The meaning of occidentalism is related to orientalism; it is basically the hatred or hateful stereotyping of the West. How the West is defined has changed depending on the year and the context but it is often typified by France, America, the Anglosphere, or all of them combined and more. This book seeks to explore the history of the concept and give us a better understanding of modern manifestations of it.

The book wasn’t arranged chronologically, but that is how I’ll address the topic. Occidentalism began in Germany in the late 18th century, when England and France were fast modernizing and liberalizing while Germany had not reached it’s final unification and was still quite medieval. Writers at the time accused the West of worshiping money, having no values, no love of country, and basically being morally inferior to the German spirit. This attitude was later emulated in Russia which was a bit later to develop. Ironically, the pattern seems to be that there is a conversation going on in these countries about the trade-off that modernization offers, and modernization always wins. Russia ended up giving communism a good try which was pitched as a way to modernize without the perceived drawbacks that were seen in the West, but eventually gave up on that. Japan also had this struggle and during the Meiji Restoration there were many discussions about trying not to lose too much of the ancient Japanese culture. They seem to have struck a good balance. China went totally in for the communist idea and deliberately stomped out as much ancient culture as they could which was an utter failure.
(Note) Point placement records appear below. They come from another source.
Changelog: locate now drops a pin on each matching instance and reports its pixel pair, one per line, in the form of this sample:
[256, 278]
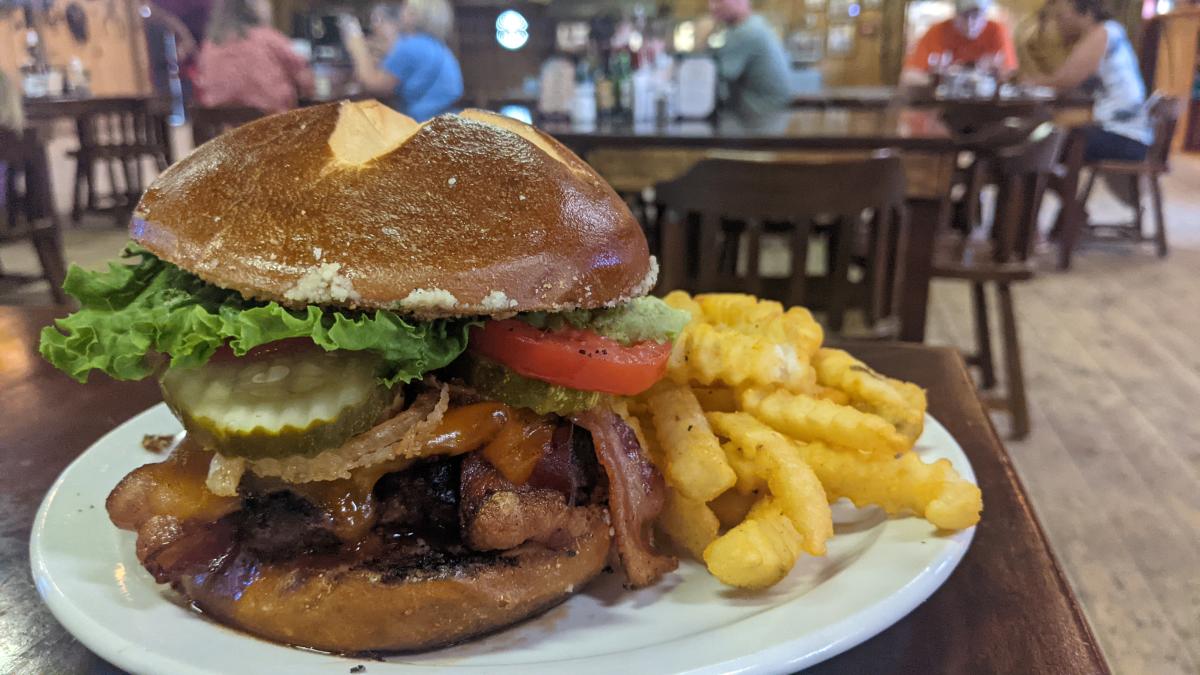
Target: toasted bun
[354, 204]
[345, 609]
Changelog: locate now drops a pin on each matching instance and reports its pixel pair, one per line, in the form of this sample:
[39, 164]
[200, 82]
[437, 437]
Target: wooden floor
[1113, 464]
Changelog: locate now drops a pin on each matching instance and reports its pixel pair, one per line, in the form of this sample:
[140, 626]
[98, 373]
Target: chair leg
[1156, 195]
[1018, 404]
[1138, 225]
[49, 254]
[983, 336]
[81, 190]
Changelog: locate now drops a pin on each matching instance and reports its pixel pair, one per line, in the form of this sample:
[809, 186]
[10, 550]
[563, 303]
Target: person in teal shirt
[751, 66]
[418, 72]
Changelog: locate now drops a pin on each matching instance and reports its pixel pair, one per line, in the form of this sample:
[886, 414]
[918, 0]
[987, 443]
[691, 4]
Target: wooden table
[59, 107]
[1006, 609]
[927, 147]
[880, 96]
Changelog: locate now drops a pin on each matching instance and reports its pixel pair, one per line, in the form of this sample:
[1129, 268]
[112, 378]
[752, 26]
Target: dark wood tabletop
[919, 129]
[55, 107]
[1006, 609]
[877, 96]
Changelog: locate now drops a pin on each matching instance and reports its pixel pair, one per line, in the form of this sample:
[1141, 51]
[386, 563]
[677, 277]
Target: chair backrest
[1021, 172]
[210, 123]
[137, 124]
[1164, 115]
[856, 204]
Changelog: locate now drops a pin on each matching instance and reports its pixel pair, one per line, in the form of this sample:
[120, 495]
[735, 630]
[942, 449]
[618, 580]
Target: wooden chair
[1164, 115]
[25, 157]
[856, 204]
[210, 123]
[984, 123]
[117, 135]
[1003, 258]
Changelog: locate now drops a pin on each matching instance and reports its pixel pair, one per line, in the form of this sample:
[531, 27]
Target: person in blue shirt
[418, 73]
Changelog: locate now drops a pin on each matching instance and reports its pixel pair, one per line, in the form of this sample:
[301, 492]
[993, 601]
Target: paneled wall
[114, 52]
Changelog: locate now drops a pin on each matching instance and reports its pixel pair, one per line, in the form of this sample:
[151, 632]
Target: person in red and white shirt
[244, 61]
[969, 39]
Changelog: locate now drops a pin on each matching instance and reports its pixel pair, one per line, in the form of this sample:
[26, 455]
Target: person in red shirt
[245, 61]
[969, 39]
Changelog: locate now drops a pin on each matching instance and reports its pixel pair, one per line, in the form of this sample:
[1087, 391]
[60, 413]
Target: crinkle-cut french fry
[829, 394]
[712, 354]
[682, 300]
[792, 483]
[621, 405]
[751, 316]
[738, 310]
[934, 491]
[731, 507]
[802, 330]
[807, 418]
[695, 463]
[760, 551]
[717, 399]
[904, 406]
[750, 482]
[688, 523]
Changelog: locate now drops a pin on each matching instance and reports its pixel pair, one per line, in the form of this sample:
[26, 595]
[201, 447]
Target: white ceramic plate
[875, 573]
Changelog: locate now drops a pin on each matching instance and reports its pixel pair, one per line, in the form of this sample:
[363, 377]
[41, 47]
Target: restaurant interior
[1030, 204]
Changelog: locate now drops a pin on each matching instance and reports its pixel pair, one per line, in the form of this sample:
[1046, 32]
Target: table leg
[927, 217]
[1071, 215]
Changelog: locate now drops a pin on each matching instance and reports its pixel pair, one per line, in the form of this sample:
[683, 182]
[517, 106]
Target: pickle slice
[277, 404]
[508, 387]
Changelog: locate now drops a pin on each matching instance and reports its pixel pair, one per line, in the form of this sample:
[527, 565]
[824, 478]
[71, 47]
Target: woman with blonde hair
[244, 61]
[419, 72]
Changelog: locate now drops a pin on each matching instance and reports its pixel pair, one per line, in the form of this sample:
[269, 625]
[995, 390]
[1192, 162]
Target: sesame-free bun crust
[469, 214]
[349, 609]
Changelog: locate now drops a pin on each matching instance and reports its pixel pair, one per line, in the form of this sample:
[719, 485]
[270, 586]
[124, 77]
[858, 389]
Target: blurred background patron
[969, 39]
[244, 61]
[419, 72]
[751, 65]
[1104, 65]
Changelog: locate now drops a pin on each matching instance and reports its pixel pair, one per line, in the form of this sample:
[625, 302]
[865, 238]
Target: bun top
[354, 204]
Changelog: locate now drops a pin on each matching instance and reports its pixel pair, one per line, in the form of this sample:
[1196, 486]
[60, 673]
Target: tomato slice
[575, 358]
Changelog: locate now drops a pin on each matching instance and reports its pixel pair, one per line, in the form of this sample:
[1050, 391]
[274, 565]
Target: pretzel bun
[357, 205]
[408, 607]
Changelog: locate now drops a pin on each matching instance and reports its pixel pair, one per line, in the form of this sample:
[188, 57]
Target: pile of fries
[757, 428]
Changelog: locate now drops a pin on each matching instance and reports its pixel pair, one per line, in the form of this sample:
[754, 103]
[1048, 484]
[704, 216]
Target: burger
[394, 348]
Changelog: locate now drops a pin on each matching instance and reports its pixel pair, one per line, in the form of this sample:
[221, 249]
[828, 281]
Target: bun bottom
[408, 604]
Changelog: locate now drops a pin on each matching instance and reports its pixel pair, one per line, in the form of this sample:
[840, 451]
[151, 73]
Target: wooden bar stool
[856, 205]
[24, 154]
[1164, 115]
[115, 135]
[1001, 260]
[210, 123]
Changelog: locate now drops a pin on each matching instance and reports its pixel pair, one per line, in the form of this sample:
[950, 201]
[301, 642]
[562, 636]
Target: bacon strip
[636, 493]
[498, 515]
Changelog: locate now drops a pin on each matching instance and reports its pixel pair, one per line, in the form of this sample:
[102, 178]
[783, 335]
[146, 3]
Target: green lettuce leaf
[133, 311]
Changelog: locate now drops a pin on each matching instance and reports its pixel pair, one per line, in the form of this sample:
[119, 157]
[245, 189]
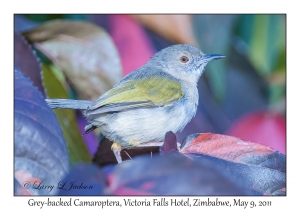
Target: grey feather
[68, 104]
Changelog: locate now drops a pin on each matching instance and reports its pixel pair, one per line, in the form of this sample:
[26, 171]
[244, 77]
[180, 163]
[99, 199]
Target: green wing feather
[145, 93]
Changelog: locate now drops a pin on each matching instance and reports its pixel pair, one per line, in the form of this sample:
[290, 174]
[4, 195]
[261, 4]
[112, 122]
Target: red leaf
[258, 167]
[262, 127]
[224, 147]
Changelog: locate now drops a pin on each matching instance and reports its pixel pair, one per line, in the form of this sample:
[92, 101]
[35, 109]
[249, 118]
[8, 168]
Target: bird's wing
[144, 93]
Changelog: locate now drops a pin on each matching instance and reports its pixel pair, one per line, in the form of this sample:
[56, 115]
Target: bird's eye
[184, 59]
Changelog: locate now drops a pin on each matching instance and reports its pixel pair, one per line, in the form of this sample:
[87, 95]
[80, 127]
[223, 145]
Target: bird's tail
[68, 104]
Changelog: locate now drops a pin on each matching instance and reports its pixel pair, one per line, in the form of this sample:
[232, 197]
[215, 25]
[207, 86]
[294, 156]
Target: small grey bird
[160, 96]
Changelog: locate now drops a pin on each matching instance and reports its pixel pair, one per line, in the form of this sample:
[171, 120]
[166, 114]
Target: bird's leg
[116, 148]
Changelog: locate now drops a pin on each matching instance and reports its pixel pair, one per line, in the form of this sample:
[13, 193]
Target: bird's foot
[116, 148]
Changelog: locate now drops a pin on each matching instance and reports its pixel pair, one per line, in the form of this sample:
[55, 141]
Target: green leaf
[83, 51]
[66, 117]
[213, 34]
[265, 36]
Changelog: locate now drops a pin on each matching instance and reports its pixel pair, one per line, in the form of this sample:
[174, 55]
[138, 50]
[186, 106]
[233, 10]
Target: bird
[159, 97]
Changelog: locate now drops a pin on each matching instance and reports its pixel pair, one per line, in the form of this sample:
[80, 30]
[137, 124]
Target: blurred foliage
[66, 117]
[78, 47]
[265, 38]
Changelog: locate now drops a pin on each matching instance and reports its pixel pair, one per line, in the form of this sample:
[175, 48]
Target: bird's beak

Now they seem to be following Japan’s model of economic liberalism with cultural conservatism and adding techno-fascism.

The book’s main concern, though, being that it was published in 2005, is the trend of occidentalism in worldwide Islam and the growth of fundamentalism as a backlash. These extremists’ most hated enemy is the United States and the West, but even local government officials in their countries, like in Egypt or Pakistan, are seen is serious enemies. To the extremists, to even have laws and a government outside of Sharia is a form of idolatry.

This book feels a bit out-dated but it was worth the read. The author does a good job of zooming out and putting these movements into perspective. The movement feels very much like the change from hunter-gatherers to agriculturalists. Most must have scoffed at it at the time, but the agriculturalists were too strong and grew too fast. Hunter-gatherers had no choice but to either join them or live in poverty in the mountains. It will be interesting to see if the Islamists like those who came before them turn into what they hate, the West.